The accusations went further than simply knocking scientists' confidence in their understanding of the world, though. Calder said the use of peer review, where established scientists decide what research gets published, and the use of review panels that hold the purse strings of university research, were exclusive and had the effect of hindering rather than encouraging new discoveries.

"It amounts to a systematic resistance to discovery," he said. Such "self-appointed clubs that claim to be experts" supported the publication and funding of mainstream work, rather than innovative science.

He said scientists were wilfully resisting pursuing certain lines of inquiry because they could upset the balance of science research. "The vast number of scientists are not even trying to do research that could lead to a Nobel prize because they don't want to rock the boat."

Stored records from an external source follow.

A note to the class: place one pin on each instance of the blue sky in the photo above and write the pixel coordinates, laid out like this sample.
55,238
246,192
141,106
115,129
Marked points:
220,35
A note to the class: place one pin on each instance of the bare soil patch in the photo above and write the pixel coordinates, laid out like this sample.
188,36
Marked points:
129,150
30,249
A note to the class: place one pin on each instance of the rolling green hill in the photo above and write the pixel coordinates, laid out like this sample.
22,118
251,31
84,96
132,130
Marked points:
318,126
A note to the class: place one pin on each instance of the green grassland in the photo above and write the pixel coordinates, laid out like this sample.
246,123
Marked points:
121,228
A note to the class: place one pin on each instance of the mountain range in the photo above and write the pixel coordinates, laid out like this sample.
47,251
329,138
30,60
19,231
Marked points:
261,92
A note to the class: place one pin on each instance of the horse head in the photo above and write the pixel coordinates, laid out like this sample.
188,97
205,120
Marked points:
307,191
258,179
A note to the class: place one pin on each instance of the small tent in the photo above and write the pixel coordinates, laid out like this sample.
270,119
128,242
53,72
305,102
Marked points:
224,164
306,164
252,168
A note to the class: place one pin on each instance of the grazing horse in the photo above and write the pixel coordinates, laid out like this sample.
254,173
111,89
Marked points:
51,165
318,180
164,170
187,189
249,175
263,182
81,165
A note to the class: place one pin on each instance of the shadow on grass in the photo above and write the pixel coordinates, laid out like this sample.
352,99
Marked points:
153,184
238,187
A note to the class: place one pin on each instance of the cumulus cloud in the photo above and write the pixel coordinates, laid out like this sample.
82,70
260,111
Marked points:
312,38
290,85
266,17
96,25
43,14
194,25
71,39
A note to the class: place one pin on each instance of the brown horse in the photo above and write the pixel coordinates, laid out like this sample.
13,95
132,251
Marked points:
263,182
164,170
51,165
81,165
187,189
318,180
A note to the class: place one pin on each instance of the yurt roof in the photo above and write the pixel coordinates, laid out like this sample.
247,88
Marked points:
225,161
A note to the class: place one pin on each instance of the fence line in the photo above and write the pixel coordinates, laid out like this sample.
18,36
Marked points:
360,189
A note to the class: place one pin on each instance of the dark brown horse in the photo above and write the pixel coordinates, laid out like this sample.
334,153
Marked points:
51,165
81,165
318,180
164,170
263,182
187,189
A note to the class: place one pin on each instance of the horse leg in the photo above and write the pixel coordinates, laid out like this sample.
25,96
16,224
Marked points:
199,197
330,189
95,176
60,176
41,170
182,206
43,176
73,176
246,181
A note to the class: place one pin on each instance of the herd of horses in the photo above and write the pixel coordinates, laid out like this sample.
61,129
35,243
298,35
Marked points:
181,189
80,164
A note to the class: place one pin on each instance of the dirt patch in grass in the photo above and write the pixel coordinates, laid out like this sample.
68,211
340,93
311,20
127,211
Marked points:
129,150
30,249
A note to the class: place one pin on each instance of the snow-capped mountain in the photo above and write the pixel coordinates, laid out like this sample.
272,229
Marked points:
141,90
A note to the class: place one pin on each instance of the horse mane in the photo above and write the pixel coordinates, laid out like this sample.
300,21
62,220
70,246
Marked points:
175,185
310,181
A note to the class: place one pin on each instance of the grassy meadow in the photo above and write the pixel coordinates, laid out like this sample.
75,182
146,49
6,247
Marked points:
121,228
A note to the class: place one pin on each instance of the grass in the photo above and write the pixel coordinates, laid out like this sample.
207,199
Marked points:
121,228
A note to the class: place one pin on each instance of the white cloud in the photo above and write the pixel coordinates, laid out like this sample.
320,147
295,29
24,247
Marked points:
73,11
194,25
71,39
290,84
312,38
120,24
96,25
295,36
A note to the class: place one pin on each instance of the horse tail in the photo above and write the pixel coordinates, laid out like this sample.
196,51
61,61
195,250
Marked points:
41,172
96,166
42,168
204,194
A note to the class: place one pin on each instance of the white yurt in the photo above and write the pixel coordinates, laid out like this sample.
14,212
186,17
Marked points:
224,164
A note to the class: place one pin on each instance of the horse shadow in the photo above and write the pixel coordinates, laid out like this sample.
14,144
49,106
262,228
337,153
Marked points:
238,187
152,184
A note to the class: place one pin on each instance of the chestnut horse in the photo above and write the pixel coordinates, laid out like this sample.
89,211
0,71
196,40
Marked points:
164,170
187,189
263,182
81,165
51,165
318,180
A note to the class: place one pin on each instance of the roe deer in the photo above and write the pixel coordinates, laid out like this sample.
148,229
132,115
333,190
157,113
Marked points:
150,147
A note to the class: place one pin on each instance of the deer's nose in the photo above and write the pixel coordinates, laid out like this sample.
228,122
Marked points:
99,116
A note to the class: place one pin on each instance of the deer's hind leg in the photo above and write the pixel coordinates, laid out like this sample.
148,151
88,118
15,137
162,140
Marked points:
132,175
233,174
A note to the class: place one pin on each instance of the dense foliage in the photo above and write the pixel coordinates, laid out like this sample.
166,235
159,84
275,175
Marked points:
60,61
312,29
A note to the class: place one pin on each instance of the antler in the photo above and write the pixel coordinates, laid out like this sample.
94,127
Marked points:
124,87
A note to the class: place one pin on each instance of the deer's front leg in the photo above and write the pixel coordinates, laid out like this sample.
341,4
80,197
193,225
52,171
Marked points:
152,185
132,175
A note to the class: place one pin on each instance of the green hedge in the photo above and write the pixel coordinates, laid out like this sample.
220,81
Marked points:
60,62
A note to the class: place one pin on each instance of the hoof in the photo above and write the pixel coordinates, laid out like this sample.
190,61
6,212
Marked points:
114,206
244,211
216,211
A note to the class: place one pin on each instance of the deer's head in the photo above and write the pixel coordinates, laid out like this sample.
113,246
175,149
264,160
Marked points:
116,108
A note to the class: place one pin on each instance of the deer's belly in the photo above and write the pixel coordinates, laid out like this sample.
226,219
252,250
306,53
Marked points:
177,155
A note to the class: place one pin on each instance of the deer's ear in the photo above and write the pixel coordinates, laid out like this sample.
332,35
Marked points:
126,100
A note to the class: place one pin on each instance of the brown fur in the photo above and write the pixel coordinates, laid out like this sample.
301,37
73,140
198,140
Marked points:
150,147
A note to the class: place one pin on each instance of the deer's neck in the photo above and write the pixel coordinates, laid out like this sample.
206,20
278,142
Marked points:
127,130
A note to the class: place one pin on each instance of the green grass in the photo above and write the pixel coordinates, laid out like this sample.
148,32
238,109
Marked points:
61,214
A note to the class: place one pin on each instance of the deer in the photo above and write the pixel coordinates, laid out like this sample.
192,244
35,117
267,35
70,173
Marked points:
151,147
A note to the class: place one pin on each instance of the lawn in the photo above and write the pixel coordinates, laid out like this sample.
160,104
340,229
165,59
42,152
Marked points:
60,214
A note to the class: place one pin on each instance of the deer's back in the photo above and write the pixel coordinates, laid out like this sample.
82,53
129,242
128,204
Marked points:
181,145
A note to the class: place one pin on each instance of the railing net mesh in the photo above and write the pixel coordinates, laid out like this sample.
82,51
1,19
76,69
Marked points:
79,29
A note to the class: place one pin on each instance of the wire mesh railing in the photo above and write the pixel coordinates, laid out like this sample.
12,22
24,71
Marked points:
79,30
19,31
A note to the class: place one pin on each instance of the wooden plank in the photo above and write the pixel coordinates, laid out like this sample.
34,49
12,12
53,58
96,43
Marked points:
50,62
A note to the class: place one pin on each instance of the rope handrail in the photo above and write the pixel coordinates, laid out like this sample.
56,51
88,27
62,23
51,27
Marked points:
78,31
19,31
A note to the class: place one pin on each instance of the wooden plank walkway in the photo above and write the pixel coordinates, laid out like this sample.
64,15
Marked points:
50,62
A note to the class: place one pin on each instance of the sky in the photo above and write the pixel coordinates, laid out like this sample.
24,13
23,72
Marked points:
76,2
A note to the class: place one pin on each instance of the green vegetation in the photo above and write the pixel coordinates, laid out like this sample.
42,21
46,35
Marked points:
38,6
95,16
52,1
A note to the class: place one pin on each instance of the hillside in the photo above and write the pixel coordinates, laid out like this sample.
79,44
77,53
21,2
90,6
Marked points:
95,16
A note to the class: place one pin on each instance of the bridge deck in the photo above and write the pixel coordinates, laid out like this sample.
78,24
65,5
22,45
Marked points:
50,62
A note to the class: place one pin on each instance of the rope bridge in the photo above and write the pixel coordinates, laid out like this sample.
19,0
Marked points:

In other words, maverick researchers, by making discoveries that undermine the work being pursued by the scientific elite, could cause ripples many at the top would rather not witness. "The top people may be toppled from their perches and people may lose their jobs," Calder said.
This rant by Mr. Calder scores very highly on John Baez' crackpot index - we have the standard dig at "self appointed" individuals with puffed up claims to "expertise", the false dichotomy between "mainstream" (i.e, "establishment") and "innovative" science, the accusations of elitism and exclusivity, the attack on peer review as some sort of conservative old-boys' club (one wonders just what mechanism Mr. Calder would propose for screening good research from trash) - about the only things missing here are outright denunciations of individuals as "jackbooted thugs" and references to "Einstien" or "Feynmann." Someone really ought to initiate the Grauniad's science correspondent into the mysteries of the world of psychoceramics, so that we may be spared future propagation of this sort of crackpottery as "news."